シェリー・フェブレーの「The Things We Did Last Summer」を聴いて気がついた人がどれだけいたでしょうか。
答えは、あの「カナリア諸島にて」。もちろん『ロング・バケイション』に収められた曲。

「The Things We Did Last Summer」のこの部分です(映像では1:16あたりから)
The early morning hike

The rented tandem bike

The lunches that we used to pack


We never could explain that sudden summer rain

The looks we got when we got back


ここを聴いたとき、大瀧さんの好きなコード進行が使われていることに気がついたんです。
「カナリア諸島にて」では次の歌詞の部分ですね(映像では1:59あたりから)。過ぎ去った夏にしたことを少しだけ回想する歌詞。詞を書いたのは松本隆さんなので”たまたま”なのかもしれませんが。
あの焦げだした夏に酔いしれ
夢中で踊る若いかがやきが懐かしい


曲の展開の仕方も使われているコード進行もほぼ同じ。何より「The lunches that we used to pack」と「夏に酔いしれ」の部分のメロディがまったく同じになっています。これは偶然の一致ではないですね。なんたってシェリー・フェブレーの「The Things We Did Last Summer」は大瀧さんの大好きな曲なわけですから。

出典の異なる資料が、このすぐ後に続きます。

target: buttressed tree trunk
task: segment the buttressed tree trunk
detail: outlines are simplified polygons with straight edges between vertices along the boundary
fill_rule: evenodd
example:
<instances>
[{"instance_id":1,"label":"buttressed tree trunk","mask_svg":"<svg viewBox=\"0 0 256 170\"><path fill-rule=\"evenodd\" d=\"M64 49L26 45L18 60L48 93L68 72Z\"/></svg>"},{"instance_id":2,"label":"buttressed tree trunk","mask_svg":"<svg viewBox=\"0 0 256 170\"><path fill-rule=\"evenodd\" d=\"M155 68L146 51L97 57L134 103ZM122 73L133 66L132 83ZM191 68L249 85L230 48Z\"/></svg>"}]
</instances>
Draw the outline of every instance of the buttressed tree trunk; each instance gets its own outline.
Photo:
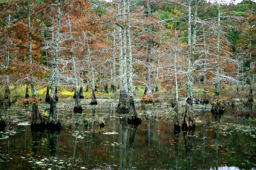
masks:
<instances>
[{"instance_id":1,"label":"buttressed tree trunk","mask_svg":"<svg viewBox=\"0 0 256 170\"><path fill-rule=\"evenodd\" d=\"M83 34L84 36L84 39L86 39L87 43L87 46L88 48L88 57L89 58L89 60L90 63L90 67L91 68L91 74L92 79L92 100L90 103L90 104L91 105L94 105L98 104L97 100L96 99L96 97L95 96L95 90L94 89L94 74L93 72L93 66L91 60L91 51L90 50L90 47L89 46L89 43L88 43L88 39L87 38L86 34L85 33L84 31Z\"/></svg>"},{"instance_id":2,"label":"buttressed tree trunk","mask_svg":"<svg viewBox=\"0 0 256 170\"><path fill-rule=\"evenodd\" d=\"M2 117L2 116L0 114L0 127L4 127L6 126L5 122Z\"/></svg>"},{"instance_id":3,"label":"buttressed tree trunk","mask_svg":"<svg viewBox=\"0 0 256 170\"><path fill-rule=\"evenodd\" d=\"M126 15L125 2L125 0L122 0L121 8L120 3L118 4L118 14L119 16L121 15L121 11L123 17L122 18L124 20ZM121 17L120 17L120 18ZM120 18L120 19L121 18ZM119 44L120 49L119 55L120 59L119 61L120 77L119 85L120 88L120 96L119 102L118 106L117 111L119 113L127 113L129 112L129 99L127 94L127 78L126 78L126 44L125 38L125 28L121 26L119 28Z\"/></svg>"},{"instance_id":4,"label":"buttressed tree trunk","mask_svg":"<svg viewBox=\"0 0 256 170\"><path fill-rule=\"evenodd\" d=\"M128 53L129 55L129 92L130 103L130 115L127 120L133 123L140 123L142 122L141 119L137 113L135 108L133 100L132 84L132 75L133 72L132 68L132 47L130 37L130 5L129 0L127 0L127 37L128 41Z\"/></svg>"},{"instance_id":5,"label":"buttressed tree trunk","mask_svg":"<svg viewBox=\"0 0 256 170\"><path fill-rule=\"evenodd\" d=\"M57 59L58 58L58 49L59 36L60 34L60 0L57 0L58 12L57 21L57 31L55 39L55 47L53 62L52 69L51 85L51 101L50 102L50 112L47 120L46 127L47 128L60 128L61 125L57 112L56 107L55 95L55 84L56 83L57 73ZM56 90L57 90L57 88ZM57 91L57 90L56 90Z\"/></svg>"},{"instance_id":6,"label":"buttressed tree trunk","mask_svg":"<svg viewBox=\"0 0 256 170\"><path fill-rule=\"evenodd\" d=\"M218 1L219 9L218 10L218 33L217 38L217 55L216 57L216 65L215 71L216 74L216 82L215 84L215 101L217 102L216 104L212 105L211 111L212 114L222 114L224 112L224 108L222 107L220 103L220 100L218 100L218 96L220 95L220 78L219 75L219 53L220 48L220 0Z\"/></svg>"},{"instance_id":7,"label":"buttressed tree trunk","mask_svg":"<svg viewBox=\"0 0 256 170\"><path fill-rule=\"evenodd\" d=\"M49 84L47 85L47 89L46 90L46 95L45 97L45 103L50 103L51 100L49 94L49 92L50 91L49 88Z\"/></svg>"},{"instance_id":8,"label":"buttressed tree trunk","mask_svg":"<svg viewBox=\"0 0 256 170\"><path fill-rule=\"evenodd\" d=\"M37 100L36 96L36 91L35 88L34 82L34 75L32 69L32 33L31 32L31 25L30 21L30 12L29 9L29 1L27 1L28 18L28 33L29 46L28 50L28 56L30 65L30 71L32 74L32 79L30 82L32 97L33 98L32 102L32 120L31 128L45 128L45 123L39 112L37 105Z\"/></svg>"},{"instance_id":9,"label":"buttressed tree trunk","mask_svg":"<svg viewBox=\"0 0 256 170\"><path fill-rule=\"evenodd\" d=\"M174 48L174 72L175 73L175 98L176 99L175 112L175 113L174 123L174 130L175 131L180 131L180 125L179 124L179 93L178 90L178 81L177 79L177 55L176 47L177 41L177 32L175 32L175 47Z\"/></svg>"},{"instance_id":10,"label":"buttressed tree trunk","mask_svg":"<svg viewBox=\"0 0 256 170\"><path fill-rule=\"evenodd\" d=\"M81 86L80 86L80 89L79 90L79 98L80 99L83 99L84 97L83 96L83 68L82 69L83 70L82 72L82 75L81 76Z\"/></svg>"},{"instance_id":11,"label":"buttressed tree trunk","mask_svg":"<svg viewBox=\"0 0 256 170\"><path fill-rule=\"evenodd\" d=\"M188 77L186 89L186 105L185 113L182 124L183 130L195 128L195 122L193 115L193 77L192 72L194 65L191 56L191 0L188 0Z\"/></svg>"},{"instance_id":12,"label":"buttressed tree trunk","mask_svg":"<svg viewBox=\"0 0 256 170\"><path fill-rule=\"evenodd\" d=\"M27 83L26 85L26 94L25 95L25 98L27 98L29 97L29 95L28 95L28 85Z\"/></svg>"}]
</instances>

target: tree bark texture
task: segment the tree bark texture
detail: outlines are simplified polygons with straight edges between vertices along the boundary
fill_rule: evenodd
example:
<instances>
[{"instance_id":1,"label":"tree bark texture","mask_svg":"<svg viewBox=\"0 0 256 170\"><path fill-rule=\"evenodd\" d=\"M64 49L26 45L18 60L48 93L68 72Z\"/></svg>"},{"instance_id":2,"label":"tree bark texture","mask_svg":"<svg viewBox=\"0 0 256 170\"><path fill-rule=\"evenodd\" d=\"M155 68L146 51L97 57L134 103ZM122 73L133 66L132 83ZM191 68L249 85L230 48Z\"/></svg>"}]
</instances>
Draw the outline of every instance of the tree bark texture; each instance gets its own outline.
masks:
<instances>
[{"instance_id":1,"label":"tree bark texture","mask_svg":"<svg viewBox=\"0 0 256 170\"><path fill-rule=\"evenodd\" d=\"M195 122L193 115L193 89L194 61L191 52L191 0L188 0L188 77L186 89L186 97L185 113L182 124L182 130L195 128Z\"/></svg>"},{"instance_id":2,"label":"tree bark texture","mask_svg":"<svg viewBox=\"0 0 256 170\"><path fill-rule=\"evenodd\" d=\"M55 41L54 49L54 53L53 62L52 64L52 77L51 78L51 85L50 102L50 112L49 116L47 120L46 127L47 128L60 128L61 127L60 122L57 112L57 108L55 103L55 91L57 93L57 88L55 87L57 78L57 65L58 63L57 60L58 58L58 48L59 41L59 36L60 34L60 0L58 0L58 16L57 21L57 31L55 37Z\"/></svg>"}]
</instances>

ふと思いついたのが、こんな曲の取り入れ方ってこの日のブログで書いた「FUN×4」のメロディの一部に使われた「Polka Dots And Moonbeams」のパターンと同じだなと。よくよく考えてみたら、その日のブログでも少し触れていますが、おそらく大瀧さんが参考にしたのはポール・ピーターセンのバージョン。ポール・ピーターセンはシェリー・フェブレーとともに『ティーンエイジ・トライアングル』のひとり。つながりました。
『ティーンエイジ・トライアングル』の二人の、オリジナルではなくスタンダード・ソングをカバーしたものを『ロング・バケイション』の中にそっと取り入れていたんですね。こうなると、もうひとりのジェームス・ダーレンがカバーした曲が気になります。

ところで、「カナリア諸島にて」といえばビーチ・ボーイズの「Please Let Me Wonder」を下敷きにしたことが有名です。これは大瀧さん自身が昔、新春放談で自ら告白されたんですね。こんな会話。
(山下)「こないだシングルを出して、このところシングルのB面はビーチ・ボーイズのカバーなんです。こないだのシングルのB面は『Please Let Me Wonder』なんです」
(大瀧)「ああ、『カナリア諸島』ね」
(山下)「あっ!?『カナリア諸島』! そうかぁ...。でも、それだけじゃないんだよね」
(大瀧)「それだけじゃない。そのひとつ。20分のⅠです。20分のⅠの神話と言われています」

「20分のⅠの神話」という言葉はこのとき生まれました。
でも、今、確認しても、「Please Let Me Wonder」以外に何かを指摘している人はいないようです。だれも発見できていない。僕も今まで、あれかな、これかなと考えていましたが、これは間違いないですね。30年目にしてようやく「カナリア諸島にて」の〈20分の1の神話〉の発見ができました。石川さんの発見された「Polka Dots And Moonbeams」につながったのもうれしいですね。

そういえば「The Things We Did Last Summer」と「Polka Dots And Moonbeams」は描かれた風景がどことなく似ています。
ティーンエイジャーの夏の風景。
歌詞にもつながりがあります。「踊り」、そして「月の光」。もしかしたらそういうのを手がかりにしてジェームス・ダーレンがカバーした曲を探れば何か見つかるのかもしれません。